AICO – 01 (First Impressions)

Implacable organic masses don’t tend to be the most compelling villains…but we’ll see

Thanks in no small part to streaming services like Amazon, Hulu, and Netflix, there’s just too damn much television to watch. And if Netflix has anything to say about it, there’s going to be too much anime as well. A.I.C.O.: Incarnation is a Bones-produced original anime tailor-made for Netflix-style binge watching.

That’s quite evident from this first episode, which unloads an awful lot (and jumps around multiple genres) but doesn’t settle on any one thing, yet moves around at a good enough clip to entice you to watch more, provided you don’t get immediately irritated by the number of cliches that unfold.

A Bridal Carry? That was quick.

Mind you, many conventional network-airing anime give you this same kind of kind of thrown-into-the-deep-end, action-packed pilot, but it’s very much intentional here.
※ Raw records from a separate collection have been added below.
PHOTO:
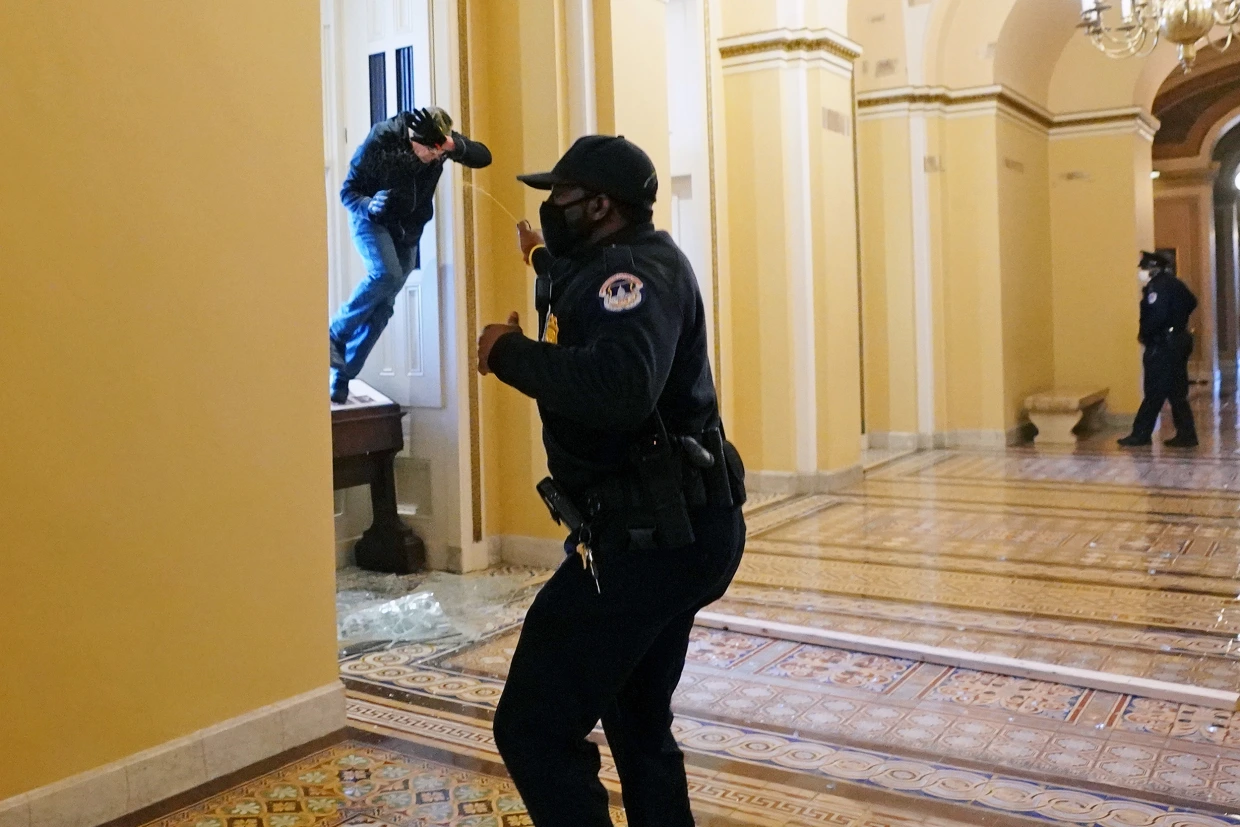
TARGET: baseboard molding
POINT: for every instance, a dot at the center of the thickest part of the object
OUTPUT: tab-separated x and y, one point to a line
537	552
794	482
893	440
153	775
940	439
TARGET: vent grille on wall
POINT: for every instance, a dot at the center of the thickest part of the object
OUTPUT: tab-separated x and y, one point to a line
835	120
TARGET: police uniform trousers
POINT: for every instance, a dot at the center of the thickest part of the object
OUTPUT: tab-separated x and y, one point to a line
1166	380
615	656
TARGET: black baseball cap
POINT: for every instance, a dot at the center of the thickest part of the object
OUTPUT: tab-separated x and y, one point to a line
610	165
1156	260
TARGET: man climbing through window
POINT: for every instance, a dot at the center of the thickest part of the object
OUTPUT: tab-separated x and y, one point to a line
389	194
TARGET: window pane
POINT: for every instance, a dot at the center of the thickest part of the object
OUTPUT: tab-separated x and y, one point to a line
404	78
378	87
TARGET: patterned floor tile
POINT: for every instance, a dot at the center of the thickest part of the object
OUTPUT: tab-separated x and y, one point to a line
1028	697
912	780
1182	720
1076	558
354	782
833	666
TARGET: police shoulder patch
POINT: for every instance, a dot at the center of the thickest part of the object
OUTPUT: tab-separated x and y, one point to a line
621	291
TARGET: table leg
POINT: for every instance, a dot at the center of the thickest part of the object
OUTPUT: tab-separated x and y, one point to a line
388	544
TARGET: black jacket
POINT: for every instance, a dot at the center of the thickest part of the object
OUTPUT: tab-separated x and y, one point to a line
626	331
1166	305
386	161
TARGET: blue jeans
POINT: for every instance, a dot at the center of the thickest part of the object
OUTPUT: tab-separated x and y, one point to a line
360	321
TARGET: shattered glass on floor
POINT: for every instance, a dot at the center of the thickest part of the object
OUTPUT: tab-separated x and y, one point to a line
377	610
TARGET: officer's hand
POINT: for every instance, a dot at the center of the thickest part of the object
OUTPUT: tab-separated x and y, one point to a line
378	203
490	335
528	238
425	130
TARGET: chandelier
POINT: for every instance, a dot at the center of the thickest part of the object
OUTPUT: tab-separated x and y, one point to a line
1141	24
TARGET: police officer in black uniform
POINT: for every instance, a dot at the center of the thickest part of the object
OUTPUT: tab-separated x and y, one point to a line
644	480
1166	305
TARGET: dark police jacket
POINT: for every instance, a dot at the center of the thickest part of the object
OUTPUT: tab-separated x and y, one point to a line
1166	305
626	331
386	161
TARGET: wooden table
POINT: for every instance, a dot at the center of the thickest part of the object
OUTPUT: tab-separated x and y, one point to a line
365	439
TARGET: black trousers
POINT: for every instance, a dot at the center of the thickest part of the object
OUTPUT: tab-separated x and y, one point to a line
1166	381
614	656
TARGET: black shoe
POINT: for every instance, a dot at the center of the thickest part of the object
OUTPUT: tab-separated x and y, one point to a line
336	353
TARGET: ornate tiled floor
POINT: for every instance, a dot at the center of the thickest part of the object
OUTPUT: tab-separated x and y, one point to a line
1006	618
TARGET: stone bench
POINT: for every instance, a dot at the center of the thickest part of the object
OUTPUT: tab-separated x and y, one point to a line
1058	413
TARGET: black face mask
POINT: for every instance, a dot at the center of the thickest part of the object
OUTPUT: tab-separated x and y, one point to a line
561	234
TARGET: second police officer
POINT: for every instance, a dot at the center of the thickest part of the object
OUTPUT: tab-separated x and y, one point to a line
1166	305
640	474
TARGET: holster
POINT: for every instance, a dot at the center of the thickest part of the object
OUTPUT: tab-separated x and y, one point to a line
671	475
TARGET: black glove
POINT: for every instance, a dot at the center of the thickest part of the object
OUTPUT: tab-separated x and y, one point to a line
430	127
378	203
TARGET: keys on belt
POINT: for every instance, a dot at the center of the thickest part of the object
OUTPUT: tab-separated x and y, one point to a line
587	554
566	513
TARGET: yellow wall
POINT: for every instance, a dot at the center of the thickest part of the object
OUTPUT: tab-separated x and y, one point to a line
1101	216
764	424
166	476
515	93
636	107
888	275
1024	254
836	284
970	319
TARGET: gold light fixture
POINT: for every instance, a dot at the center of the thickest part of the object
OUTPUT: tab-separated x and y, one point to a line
1136	30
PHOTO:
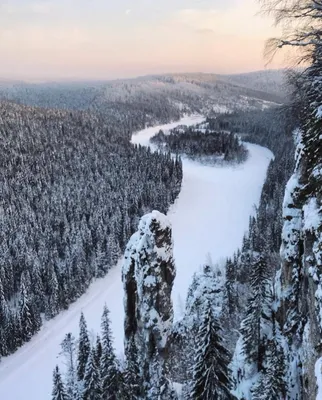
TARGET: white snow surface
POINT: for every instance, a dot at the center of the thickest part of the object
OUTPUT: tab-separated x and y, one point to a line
210	215
318	375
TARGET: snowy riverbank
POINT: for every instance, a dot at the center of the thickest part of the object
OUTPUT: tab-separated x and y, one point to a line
210	216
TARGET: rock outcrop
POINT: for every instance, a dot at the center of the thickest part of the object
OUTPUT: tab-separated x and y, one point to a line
148	275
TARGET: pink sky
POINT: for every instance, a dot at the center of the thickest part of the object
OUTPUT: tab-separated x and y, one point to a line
99	39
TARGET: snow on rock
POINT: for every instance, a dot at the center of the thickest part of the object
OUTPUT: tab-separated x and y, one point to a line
318	375
210	215
312	217
148	275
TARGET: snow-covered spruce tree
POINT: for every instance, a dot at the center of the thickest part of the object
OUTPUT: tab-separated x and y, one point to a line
68	346
271	382
148	275
27	317
131	374
92	381
254	326
211	375
98	351
84	348
301	299
206	286
109	370
58	392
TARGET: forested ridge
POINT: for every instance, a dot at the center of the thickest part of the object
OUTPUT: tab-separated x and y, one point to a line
198	351
203	143
72	193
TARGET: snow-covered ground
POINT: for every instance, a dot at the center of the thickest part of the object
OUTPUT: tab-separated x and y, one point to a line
210	216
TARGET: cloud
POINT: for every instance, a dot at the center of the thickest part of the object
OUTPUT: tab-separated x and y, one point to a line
41	7
237	20
205	31
43	38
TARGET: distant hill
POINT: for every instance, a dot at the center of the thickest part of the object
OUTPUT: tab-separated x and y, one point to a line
186	92
269	81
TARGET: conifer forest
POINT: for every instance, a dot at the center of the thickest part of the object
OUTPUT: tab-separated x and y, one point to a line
161	236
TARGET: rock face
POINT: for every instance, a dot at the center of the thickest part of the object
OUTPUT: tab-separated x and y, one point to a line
301	275
148	275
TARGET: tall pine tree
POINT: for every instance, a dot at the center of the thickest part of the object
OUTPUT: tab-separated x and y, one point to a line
210	371
84	348
59	392
92	382
258	313
109	367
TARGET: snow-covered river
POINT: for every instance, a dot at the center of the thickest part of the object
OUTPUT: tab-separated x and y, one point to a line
210	216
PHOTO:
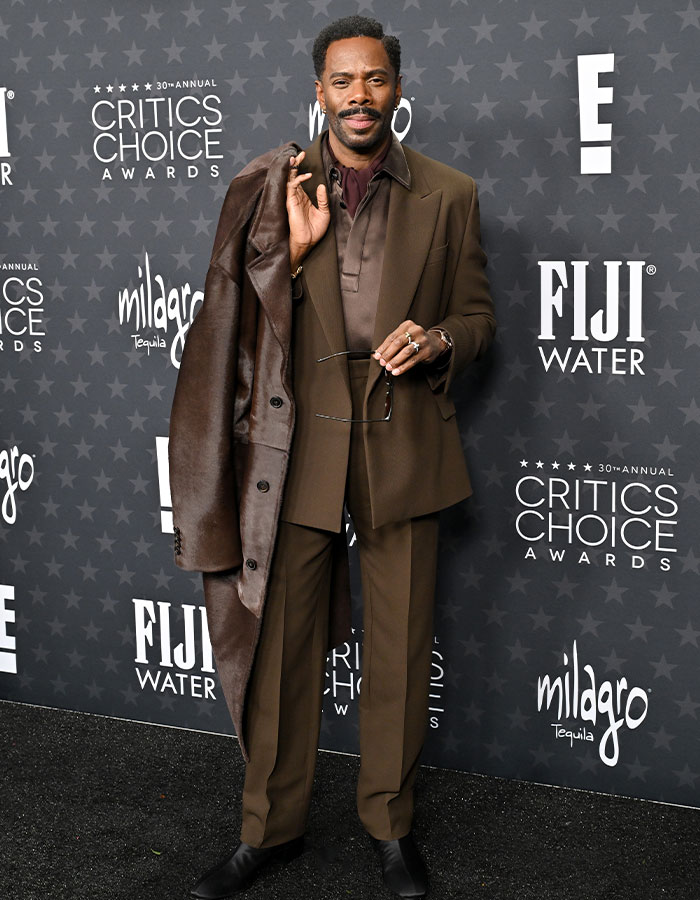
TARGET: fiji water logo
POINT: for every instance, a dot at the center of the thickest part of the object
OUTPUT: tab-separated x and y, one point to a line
577	695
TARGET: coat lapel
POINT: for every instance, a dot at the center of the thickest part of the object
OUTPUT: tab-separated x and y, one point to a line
269	234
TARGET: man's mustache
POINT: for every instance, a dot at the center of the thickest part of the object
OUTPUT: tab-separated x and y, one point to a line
365	111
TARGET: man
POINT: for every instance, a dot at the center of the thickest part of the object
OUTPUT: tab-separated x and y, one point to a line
389	302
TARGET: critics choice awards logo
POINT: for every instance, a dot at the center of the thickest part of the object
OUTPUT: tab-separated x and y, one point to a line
21	308
178	129
587	508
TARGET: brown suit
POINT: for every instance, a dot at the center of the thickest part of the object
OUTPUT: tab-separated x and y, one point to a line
433	274
242	396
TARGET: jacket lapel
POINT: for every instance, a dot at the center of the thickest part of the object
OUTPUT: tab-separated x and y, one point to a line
320	274
410	225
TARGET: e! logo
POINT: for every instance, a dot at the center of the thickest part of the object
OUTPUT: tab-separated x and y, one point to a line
8	656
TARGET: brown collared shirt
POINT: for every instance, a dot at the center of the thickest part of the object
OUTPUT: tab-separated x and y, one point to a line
360	242
360	239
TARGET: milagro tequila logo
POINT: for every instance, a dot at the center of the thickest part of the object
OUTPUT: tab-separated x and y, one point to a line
578	697
317	119
568	315
152	306
16	473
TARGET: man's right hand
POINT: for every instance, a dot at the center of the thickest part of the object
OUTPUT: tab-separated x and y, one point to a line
307	223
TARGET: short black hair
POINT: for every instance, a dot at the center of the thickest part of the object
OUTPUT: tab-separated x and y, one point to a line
354	26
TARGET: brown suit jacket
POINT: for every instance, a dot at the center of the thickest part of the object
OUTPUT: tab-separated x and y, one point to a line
433	274
239	435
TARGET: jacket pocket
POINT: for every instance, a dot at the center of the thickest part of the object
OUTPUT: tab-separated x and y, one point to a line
446	404
436	255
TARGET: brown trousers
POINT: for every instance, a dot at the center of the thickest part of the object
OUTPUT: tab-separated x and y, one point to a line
284	706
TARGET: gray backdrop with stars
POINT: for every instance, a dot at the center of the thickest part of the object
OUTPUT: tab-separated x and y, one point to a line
493	91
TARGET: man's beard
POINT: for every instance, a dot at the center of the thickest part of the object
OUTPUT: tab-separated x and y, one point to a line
360	143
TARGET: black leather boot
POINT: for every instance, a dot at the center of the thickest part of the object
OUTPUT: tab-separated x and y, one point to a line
238	870
403	868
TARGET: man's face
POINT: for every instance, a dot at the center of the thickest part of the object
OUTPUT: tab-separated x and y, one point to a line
359	92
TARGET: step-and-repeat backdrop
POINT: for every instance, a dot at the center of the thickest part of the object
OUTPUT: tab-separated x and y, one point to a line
567	622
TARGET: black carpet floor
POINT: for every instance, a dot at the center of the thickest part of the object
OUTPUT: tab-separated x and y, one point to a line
92	807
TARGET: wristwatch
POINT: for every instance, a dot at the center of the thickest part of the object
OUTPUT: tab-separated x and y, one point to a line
447	340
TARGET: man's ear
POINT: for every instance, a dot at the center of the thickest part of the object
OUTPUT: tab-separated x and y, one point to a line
320	95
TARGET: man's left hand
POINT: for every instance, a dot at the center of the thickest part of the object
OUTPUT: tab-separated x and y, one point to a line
398	354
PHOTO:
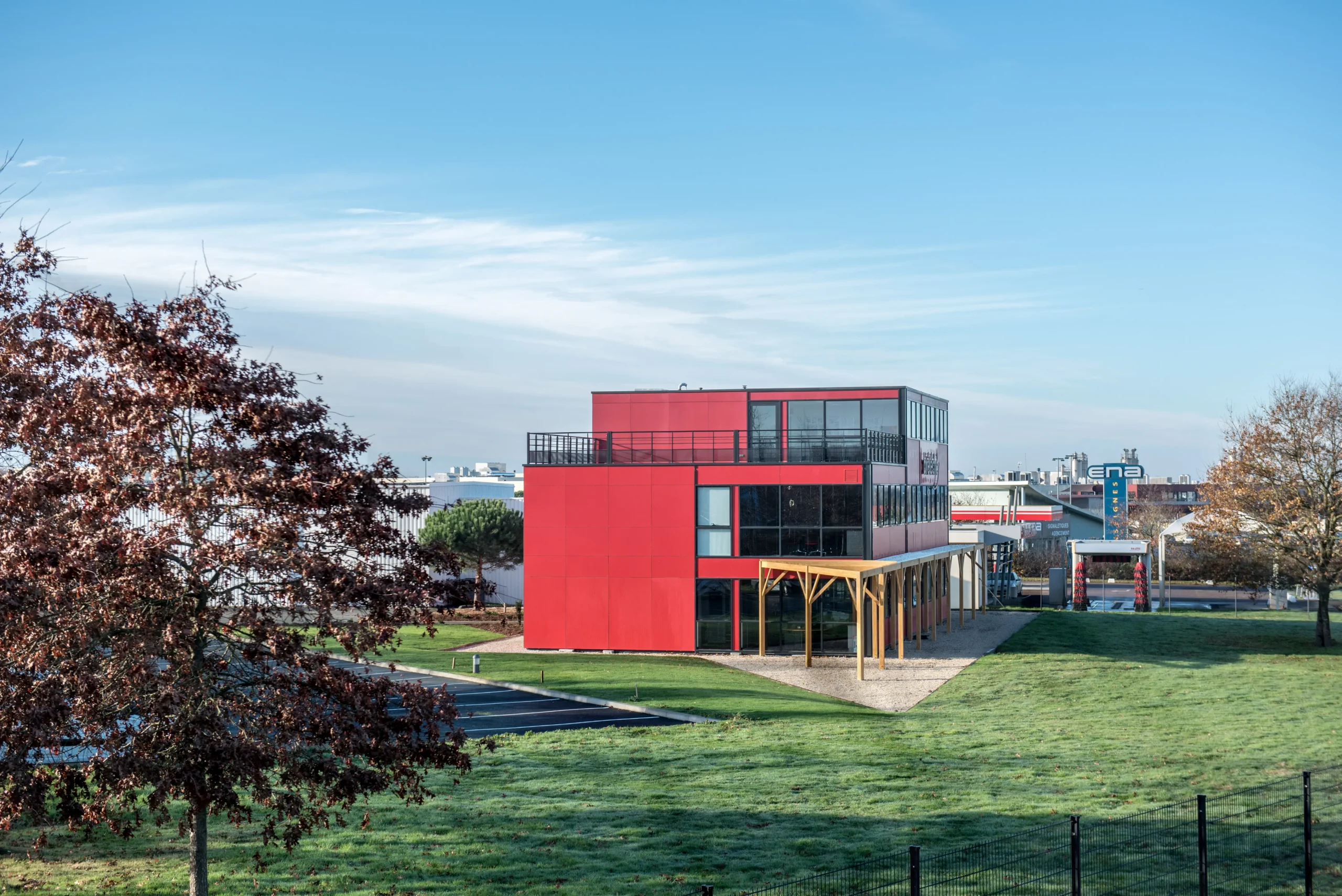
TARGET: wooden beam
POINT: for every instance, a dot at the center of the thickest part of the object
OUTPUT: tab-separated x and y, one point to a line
881	621
960	577
900	621
862	647
764	577
808	585
936	597
921	607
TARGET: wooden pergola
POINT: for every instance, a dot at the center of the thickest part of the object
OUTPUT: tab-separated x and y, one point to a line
894	580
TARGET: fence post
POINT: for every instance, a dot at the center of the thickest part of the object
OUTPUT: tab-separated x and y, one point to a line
1309	837
1202	844
1077	856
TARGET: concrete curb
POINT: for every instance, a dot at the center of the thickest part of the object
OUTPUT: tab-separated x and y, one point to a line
545	693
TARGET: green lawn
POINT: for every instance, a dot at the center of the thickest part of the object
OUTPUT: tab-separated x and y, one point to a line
1098	714
430	650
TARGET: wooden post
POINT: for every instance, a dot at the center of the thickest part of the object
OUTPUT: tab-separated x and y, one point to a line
764	577
900	621
960	569
807	588
936	597
862	647
921	608
881	621
945	588
984	588
973	568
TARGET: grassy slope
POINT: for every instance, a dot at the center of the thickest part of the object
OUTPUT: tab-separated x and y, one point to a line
1099	714
430	650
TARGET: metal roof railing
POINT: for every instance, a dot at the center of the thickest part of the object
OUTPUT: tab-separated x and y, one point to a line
715	447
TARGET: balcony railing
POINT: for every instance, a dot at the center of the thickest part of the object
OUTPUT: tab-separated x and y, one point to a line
715	447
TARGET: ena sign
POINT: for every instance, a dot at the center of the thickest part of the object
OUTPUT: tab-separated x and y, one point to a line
1116	494
1114	471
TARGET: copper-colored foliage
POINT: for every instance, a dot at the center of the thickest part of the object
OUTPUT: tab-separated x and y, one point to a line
169	512
1275	498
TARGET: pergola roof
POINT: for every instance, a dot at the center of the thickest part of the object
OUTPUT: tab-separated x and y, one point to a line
819	575
866	569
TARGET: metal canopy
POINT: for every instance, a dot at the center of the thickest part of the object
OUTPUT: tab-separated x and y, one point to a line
1133	546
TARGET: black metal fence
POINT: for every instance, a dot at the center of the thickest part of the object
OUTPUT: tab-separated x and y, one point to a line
1276	839
715	447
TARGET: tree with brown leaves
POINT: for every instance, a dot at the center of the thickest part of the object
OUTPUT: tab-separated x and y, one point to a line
180	534
1276	494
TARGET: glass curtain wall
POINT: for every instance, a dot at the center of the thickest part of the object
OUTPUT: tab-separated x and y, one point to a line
764	438
900	505
713	615
713	518
800	521
834	628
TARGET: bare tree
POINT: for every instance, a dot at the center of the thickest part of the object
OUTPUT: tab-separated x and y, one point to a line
1276	493
180	534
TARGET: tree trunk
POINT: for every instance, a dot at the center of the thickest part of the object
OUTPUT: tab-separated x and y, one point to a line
198	854
1322	624
480	584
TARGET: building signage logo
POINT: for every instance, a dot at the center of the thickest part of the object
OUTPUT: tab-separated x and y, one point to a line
1116	495
1120	471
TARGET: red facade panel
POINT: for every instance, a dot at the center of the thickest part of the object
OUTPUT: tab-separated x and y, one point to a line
669	411
631	613
673	613
544	609
587	613
611	548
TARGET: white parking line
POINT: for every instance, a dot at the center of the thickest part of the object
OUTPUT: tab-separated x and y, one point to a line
561	725
500	703
504	715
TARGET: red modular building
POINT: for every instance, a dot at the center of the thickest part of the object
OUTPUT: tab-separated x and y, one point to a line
646	533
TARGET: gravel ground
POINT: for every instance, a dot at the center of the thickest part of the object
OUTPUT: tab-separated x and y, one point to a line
898	687
904	683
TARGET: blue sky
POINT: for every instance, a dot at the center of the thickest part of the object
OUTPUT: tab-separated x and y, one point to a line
1089	226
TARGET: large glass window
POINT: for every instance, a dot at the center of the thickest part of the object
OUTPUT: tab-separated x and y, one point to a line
759	506
759	521
881	415
843	415
842	506
765	443
715	521
900	505
928	423
806	433
834	630
800	521
802	506
713	615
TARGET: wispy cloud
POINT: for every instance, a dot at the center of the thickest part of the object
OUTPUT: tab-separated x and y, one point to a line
575	282
456	334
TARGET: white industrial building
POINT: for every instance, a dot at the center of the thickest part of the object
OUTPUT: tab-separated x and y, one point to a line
446	490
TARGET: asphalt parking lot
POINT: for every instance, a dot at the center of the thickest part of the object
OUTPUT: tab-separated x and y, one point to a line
488	709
There’s bits and pieces of characters and story in AICO’s first outing, but not quite enough to be satisfied with just … one … episode. You really want to watch on.

“You aren’t…a stoic Gary Stu by any chance?”

But it’s fairly late, and I typically like to space things out for the sake of my eyes and sanity, so I’ll be watching one episode at a time, unless I can’t resist to watch more for some reason. In that regard, I think I’ll be safe; thus far the presentation of AICO is such that I’d probably benefit from a slight respite between episodes, even if it goes against the Netflix credo of simply sitting in the same place until an entire season is done.

NOT THE FACE

Oh, sorry, I haven’t said much about what AICO is about, just how I felt about watching it. Suffice it to say, there’s a huge threat to humanity in the form of some kind of formless ambulatory mass of gore called “matter” that consumes everything in its path. It’s believed their only hope against this scourge is Tachibana Aiko, who at first appears to be an ordinary high school girl gradually regaining the ability to stand and walk after some unspecified injury.

The reality, however, is that Aiko no longer possesses a natural body; hers is an extremely realistic, intricate, and above all tough artificial body, in which any bruises, blows or cuts are quickly healed. A rake to her face with a knife shatters the knife. This all comes as a shock to Aiko, who already has her plate full as the lone member of her family to survive some kind of calamity likely caused by the Matter.

As I said, the show moves relatively well, even if it moves a bit too much in one sitting; it’s decent-looking enough and the music is adequately atmospheric. Perhaps I’ll take another look or two soon…just not all at once, as prescribed.